自閉症を発症する可能性が高い生後6週間の乳児では、感覚ネットワークの結合が変化している。
アブストラクト
自閉症スペクトラム障害(ASD)において、脳結合の破綻が関与していることを示唆する証拠が集まっているが、発達初期における脳結合の変化をASD症状の出現に結びつけるメカニズムは、まだ十分に解明されていない。ここでは、サリエンスネットワーク(自分の内的・外的環境の最も顕著な側面に注意を向けることに関与する、発達初期の神経ネットワーク)における非定型性が、社会的注意の低下や非定型的な感覚処理といったASD症状の発症を予測するかどうかを検討した。
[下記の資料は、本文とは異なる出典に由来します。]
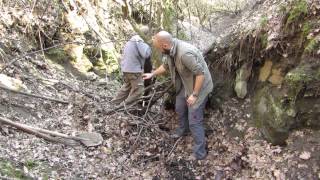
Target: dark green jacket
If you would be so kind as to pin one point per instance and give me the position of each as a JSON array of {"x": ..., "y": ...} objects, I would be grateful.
[{"x": 184, "y": 63}]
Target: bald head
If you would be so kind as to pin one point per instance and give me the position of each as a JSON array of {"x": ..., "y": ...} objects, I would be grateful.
[
  {"x": 163, "y": 41},
  {"x": 164, "y": 37}
]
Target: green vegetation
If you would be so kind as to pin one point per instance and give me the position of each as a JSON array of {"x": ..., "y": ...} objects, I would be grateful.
[
  {"x": 263, "y": 21},
  {"x": 9, "y": 170},
  {"x": 58, "y": 55},
  {"x": 298, "y": 9},
  {"x": 264, "y": 40},
  {"x": 111, "y": 61},
  {"x": 311, "y": 45}
]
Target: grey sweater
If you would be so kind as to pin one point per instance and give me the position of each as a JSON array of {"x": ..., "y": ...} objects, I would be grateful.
[{"x": 135, "y": 53}]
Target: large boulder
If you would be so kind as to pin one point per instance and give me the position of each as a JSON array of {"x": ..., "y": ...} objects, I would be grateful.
[{"x": 294, "y": 104}]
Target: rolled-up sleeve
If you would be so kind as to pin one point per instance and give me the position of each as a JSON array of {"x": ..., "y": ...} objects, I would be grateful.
[
  {"x": 165, "y": 62},
  {"x": 191, "y": 62}
]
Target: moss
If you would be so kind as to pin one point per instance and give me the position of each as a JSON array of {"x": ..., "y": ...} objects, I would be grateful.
[
  {"x": 59, "y": 55},
  {"x": 311, "y": 46},
  {"x": 264, "y": 40},
  {"x": 30, "y": 164},
  {"x": 298, "y": 9},
  {"x": 111, "y": 61},
  {"x": 263, "y": 21},
  {"x": 9, "y": 170},
  {"x": 306, "y": 29}
]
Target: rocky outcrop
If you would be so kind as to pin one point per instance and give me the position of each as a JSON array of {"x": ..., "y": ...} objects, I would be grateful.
[{"x": 276, "y": 64}]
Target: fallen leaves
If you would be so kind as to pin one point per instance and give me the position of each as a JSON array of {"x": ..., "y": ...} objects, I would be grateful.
[{"x": 305, "y": 155}]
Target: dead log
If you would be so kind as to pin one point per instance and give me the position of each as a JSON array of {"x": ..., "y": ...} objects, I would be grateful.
[
  {"x": 33, "y": 95},
  {"x": 32, "y": 131}
]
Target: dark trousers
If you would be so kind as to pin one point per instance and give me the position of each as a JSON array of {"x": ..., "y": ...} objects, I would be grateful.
[{"x": 192, "y": 119}]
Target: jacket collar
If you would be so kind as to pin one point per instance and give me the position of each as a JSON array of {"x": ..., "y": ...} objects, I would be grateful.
[{"x": 173, "y": 50}]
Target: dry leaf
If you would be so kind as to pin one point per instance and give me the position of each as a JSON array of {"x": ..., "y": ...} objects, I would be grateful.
[{"x": 305, "y": 155}]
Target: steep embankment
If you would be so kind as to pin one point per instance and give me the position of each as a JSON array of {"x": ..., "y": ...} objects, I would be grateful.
[
  {"x": 273, "y": 58},
  {"x": 132, "y": 147}
]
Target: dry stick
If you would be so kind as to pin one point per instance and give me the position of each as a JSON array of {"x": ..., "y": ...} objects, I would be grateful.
[
  {"x": 174, "y": 146},
  {"x": 30, "y": 130},
  {"x": 149, "y": 103},
  {"x": 33, "y": 95},
  {"x": 138, "y": 100}
]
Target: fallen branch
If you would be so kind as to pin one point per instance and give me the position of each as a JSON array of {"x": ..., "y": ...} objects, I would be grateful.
[
  {"x": 33, "y": 95},
  {"x": 29, "y": 130}
]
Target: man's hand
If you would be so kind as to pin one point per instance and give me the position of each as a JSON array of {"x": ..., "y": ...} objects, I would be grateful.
[
  {"x": 191, "y": 100},
  {"x": 147, "y": 76}
]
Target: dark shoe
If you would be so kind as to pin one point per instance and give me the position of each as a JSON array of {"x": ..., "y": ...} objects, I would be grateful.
[
  {"x": 201, "y": 158},
  {"x": 179, "y": 133}
]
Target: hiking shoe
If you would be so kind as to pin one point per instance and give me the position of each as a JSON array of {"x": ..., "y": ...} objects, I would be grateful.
[{"x": 179, "y": 133}]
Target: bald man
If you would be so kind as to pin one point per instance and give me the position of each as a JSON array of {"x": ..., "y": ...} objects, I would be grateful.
[{"x": 191, "y": 77}]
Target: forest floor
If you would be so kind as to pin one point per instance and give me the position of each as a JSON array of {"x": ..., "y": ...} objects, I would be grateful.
[{"x": 136, "y": 151}]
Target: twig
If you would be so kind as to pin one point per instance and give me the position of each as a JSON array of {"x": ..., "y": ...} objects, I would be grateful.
[
  {"x": 174, "y": 146},
  {"x": 33, "y": 95},
  {"x": 31, "y": 131},
  {"x": 138, "y": 137},
  {"x": 145, "y": 114}
]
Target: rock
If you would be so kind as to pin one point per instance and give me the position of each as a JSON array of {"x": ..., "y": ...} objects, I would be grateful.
[
  {"x": 242, "y": 77},
  {"x": 276, "y": 78},
  {"x": 277, "y": 110},
  {"x": 269, "y": 115},
  {"x": 12, "y": 83},
  {"x": 241, "y": 89},
  {"x": 265, "y": 71}
]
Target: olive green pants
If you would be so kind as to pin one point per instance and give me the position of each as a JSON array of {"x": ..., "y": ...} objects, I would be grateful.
[{"x": 131, "y": 90}]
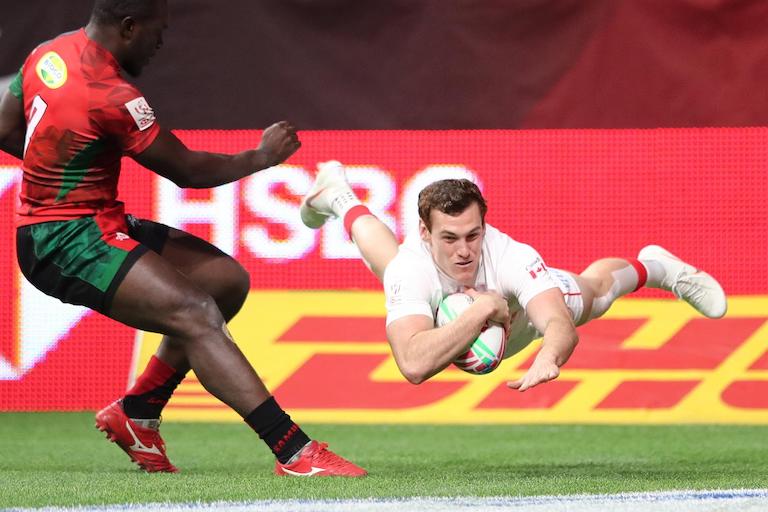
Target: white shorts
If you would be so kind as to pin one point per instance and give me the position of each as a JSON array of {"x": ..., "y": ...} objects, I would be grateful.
[{"x": 571, "y": 293}]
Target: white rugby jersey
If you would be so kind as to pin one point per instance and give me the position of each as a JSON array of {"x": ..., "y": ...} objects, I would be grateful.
[{"x": 413, "y": 285}]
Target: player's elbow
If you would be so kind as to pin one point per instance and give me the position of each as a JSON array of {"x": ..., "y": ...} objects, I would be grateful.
[{"x": 414, "y": 373}]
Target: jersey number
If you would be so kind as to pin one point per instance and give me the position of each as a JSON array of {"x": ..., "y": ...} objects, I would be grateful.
[{"x": 35, "y": 115}]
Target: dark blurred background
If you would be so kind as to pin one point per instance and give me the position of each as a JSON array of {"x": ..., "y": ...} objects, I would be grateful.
[{"x": 423, "y": 64}]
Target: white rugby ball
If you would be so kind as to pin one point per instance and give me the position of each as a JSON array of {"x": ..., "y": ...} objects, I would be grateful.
[{"x": 487, "y": 351}]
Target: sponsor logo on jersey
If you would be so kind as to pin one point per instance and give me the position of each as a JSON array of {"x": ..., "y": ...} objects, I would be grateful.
[
  {"x": 536, "y": 268},
  {"x": 141, "y": 112},
  {"x": 52, "y": 70}
]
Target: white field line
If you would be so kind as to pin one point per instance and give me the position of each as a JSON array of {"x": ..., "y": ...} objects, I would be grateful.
[{"x": 743, "y": 500}]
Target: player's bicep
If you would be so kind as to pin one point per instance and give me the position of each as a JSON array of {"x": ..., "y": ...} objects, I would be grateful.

家族歴に基づくASD発症の可能性が高い生後6週間の乳児は、感覚運動領域とより強いサリエンス・ネットワークの結合を示し、ASD発症の可能性が典型的な乳児は、社会的注意に関与する前頭前野領域とより強いサリエンス・ネットワークの結合を示した。感覚運動領域との結合が強い乳児ほど、前頭前野領域との結合が弱かったことから、基本的な感覚情報に対する注意と社会的に関連する情報に対する注意との間で直接的なトレードオフが起きていることが示唆された。このことは、基本的な感覚情報と社会的関連情報との直接的なトレードオフを示唆している。SALIENCE NETWORKの早期の接続性の変化は、その後のASD症状を予測し、ASDへの脆弱性に関連する非典型的な発達の軌跡の展開について、もっともらしいメカニズム的説明を提供している。